China was another country that, like the USSR, had a command economy – a society that was rigidly controlled and change was being demanded. In 1989, demonstrators for “freedom and democracy” were mowed down by government troops and tanks at Tiananmen Square.
The Chinese took a different tack from the Russians and separated their political and economic development. The economy was allowed to function along free-market lines while the communist political system was retained in toto. In this way, they avoided the disruptions that had brought down the Russian economy. In fact, the Chinese economy became the most robust one globally for the next two decades and amazingly catapulted to third place (behind the USA and Japan). If they keep up their present growth rate they are expected to surpass the USA as the largest economy by 2030.

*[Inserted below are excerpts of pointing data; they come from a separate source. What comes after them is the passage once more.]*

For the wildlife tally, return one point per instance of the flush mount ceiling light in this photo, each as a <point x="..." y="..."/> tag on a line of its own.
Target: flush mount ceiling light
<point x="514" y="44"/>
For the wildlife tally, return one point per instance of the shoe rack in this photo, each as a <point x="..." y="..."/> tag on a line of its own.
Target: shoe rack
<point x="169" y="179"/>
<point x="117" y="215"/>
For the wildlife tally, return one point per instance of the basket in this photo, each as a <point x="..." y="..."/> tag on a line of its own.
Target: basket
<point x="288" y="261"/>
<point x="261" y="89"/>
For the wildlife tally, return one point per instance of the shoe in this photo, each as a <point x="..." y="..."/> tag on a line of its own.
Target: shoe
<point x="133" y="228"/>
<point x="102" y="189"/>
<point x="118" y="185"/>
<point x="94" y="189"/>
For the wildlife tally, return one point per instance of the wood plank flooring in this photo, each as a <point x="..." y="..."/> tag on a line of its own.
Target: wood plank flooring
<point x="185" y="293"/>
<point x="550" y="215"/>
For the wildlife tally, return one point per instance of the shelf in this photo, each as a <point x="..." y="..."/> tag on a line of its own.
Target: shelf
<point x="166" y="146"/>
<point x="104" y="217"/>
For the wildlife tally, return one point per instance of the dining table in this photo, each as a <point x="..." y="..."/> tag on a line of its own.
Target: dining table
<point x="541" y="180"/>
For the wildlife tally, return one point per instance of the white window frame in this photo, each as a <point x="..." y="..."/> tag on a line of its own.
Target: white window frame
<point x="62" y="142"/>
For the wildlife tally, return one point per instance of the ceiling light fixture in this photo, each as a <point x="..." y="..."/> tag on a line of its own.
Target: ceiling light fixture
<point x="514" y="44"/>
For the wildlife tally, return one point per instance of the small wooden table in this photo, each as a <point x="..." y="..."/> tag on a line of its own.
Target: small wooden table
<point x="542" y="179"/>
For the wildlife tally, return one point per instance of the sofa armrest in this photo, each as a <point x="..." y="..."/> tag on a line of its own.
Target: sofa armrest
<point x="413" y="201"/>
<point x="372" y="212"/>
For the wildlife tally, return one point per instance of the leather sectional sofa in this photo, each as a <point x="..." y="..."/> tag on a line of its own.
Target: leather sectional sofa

Such results question the automatic causative connection that is made between freedom and development – especially as it relates to the poorer, underdeveloped countries such as Guyana. China may sometimes be considered a special case on account of its immense size and population. However, Singapore on the other hand is a much smaller country – a city-state, for that matter – that has also given a different emphasis on the factors of the freedom and development equation.
Singapore has no poverty, even as its per capita income rivals the upper brackets of even the most developed countries. Its government not only works but delivers the expected social services such as education, pensions and health with such efficiency and honesty that it is a model for the rest of the world. China, as a matter of fact, sends hundreds of its bureaucrats there annually, to be trained.
Politically, however, there is tremendous control over aspects of personal behaviour that would raise the hackles of the proponents of greater “freedoms” in the west and places such as Guyana.
Criticism of the government is limited to that what is deemed “constructive” – and it is the government that does the deeming. Anything that might threaten social stability and public order – and the government has established some very hair-trigger rules on this score – is forbidden and subject to swift and draconian punishment.
The local media is almost totally controlled by state-owned companies and even internationally owned media is subject to strict guidelines. Even spitting or chewing gum in the wrong place could get you in trouble.
Guyanese are chomping on the bit for a change in their economic fortunes. Are they willing to make the Singapore trade-off towards that end?